In an era where you have more information (not the accurate ones always), most professionals and students are stumped when they search for Data Science jobs and the set of programming languages they need to know to excel in the industry. With innumerable programming options to choose from, ranging from the basic Java to the highly complex Python and SQL, it’s really hard for professionals to zero onto a data science course that would deliver on value, and return on investments.
So, what should one do?
8 out of 10 data scientists would recommend starting with a basic Python Data Science course. This is the most sophisticated and widely-accepted programming language.
We bring you five reasons why choosing Python Data Science course is a better option for professionals today.
Popularity as the Number One Programming Language
Recently, according to an IEEE article, Python has overtaken C++ and Java as the most popular and widely accepted datascience programming language in the world. Though built in the same vein as C++ and Java, Python has a slightly charming demeanour. It is extremely popular with the economists, physicist, mathematicians, statisticians and even Nobel Laureates like Paul Romer, a co-winner of the 2018 Nobel Prize in economics.
Main Stream AI/ML Programming Language
Data is the oil all data science projects run on. To drive any AI/ML algorithm accurately, they need meaningful data modelling, visualization and wrangling. Python data science help professionals get there very quickly. And, the industry professionals agree to it.
Python remains the most popular and, in most cases, the stepping stone to building a career as a Data Scientist.
Apart from the perennial demand in the web development projects, the use of Python is only growing to grow as AI/ML projects become more main stream and popular with global businesses.
Python is Open Source
It’s never been this easier to understand how machine learning and AI with data science could produce results. Yes, a part of that success with Python is attributed to its open source community. If you choose a Python Data Science course, you can learn a lot more with the open source community that keep building cool, savvy and interactive machine leaning and AI resources week on week.
Technical Aspects: UX and GUI
GUI programming in Python could edge out all other programming languages very soon. It could make Python data sciencecourses the most basic electives for professionals to make a career as both analysts and data scientists. Together with quick solving techniques and traditional Python-based applications, data scientists can further contribute to the popular libraries, including pygame and piglet.
It’s all in the Details
Python data science course could set the ball rolling for business intelligence and analytics team that easily earn more than the contemporary sales and marketing groups. With Python empowering the reasoning and logic behind techniques, it is easier to justify that spend on resources.
Python has some of the most complex data libraries for mining and analytics. The sheer size of libraries makes it harder to collate details and apply them logically in a problem. With a reliable Python data science course, professionals can leverage automation, AI/Machine learning to manipulate multidimensional arrays and matrices.

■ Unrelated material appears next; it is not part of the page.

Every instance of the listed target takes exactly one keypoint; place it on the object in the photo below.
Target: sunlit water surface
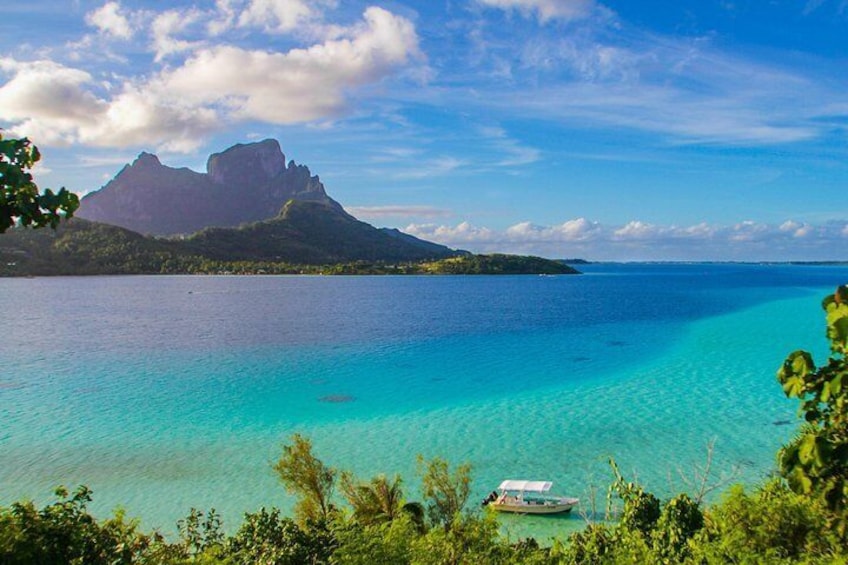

Python learners also need to understand an extensive compilation of mathematical functions for performing various calculations and their applications in completing technical computing tasks, including for plotting various charts and graphs, relevant to businesses.

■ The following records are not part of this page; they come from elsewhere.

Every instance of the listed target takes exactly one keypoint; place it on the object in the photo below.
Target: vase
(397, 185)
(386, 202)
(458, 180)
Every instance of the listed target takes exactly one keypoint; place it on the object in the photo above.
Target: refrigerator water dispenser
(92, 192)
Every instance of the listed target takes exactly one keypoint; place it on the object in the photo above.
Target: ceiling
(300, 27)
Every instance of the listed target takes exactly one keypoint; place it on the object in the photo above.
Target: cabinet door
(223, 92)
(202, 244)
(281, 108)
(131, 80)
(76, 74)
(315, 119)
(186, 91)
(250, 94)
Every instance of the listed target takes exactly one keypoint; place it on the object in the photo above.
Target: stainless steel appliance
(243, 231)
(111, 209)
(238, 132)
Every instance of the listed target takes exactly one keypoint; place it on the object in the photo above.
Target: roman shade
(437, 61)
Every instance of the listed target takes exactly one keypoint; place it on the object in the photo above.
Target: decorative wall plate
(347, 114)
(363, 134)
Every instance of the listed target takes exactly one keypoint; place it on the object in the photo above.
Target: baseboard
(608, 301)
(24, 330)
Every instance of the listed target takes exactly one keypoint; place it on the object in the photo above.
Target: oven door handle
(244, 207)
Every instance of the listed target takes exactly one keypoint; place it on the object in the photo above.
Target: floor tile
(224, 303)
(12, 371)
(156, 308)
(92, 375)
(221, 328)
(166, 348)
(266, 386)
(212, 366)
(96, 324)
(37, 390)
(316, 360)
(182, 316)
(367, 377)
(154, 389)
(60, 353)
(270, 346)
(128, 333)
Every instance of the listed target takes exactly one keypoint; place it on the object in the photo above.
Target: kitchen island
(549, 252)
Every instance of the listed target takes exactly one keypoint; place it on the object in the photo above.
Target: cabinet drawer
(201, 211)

If you are looking at a long-term success with data science courses, it’s best to start with Python. As competition in the job market grows bigger and edgier, it’s only going to push more professionals into picking the most contemporary Python datascience course over the older courses. We can certainly see Python making greater inroads into AI. Voice-based search, machine learning and Natural Language Processing projects that currently drive our smartphones, search on internet, automation and of course, Autonomous vehicles!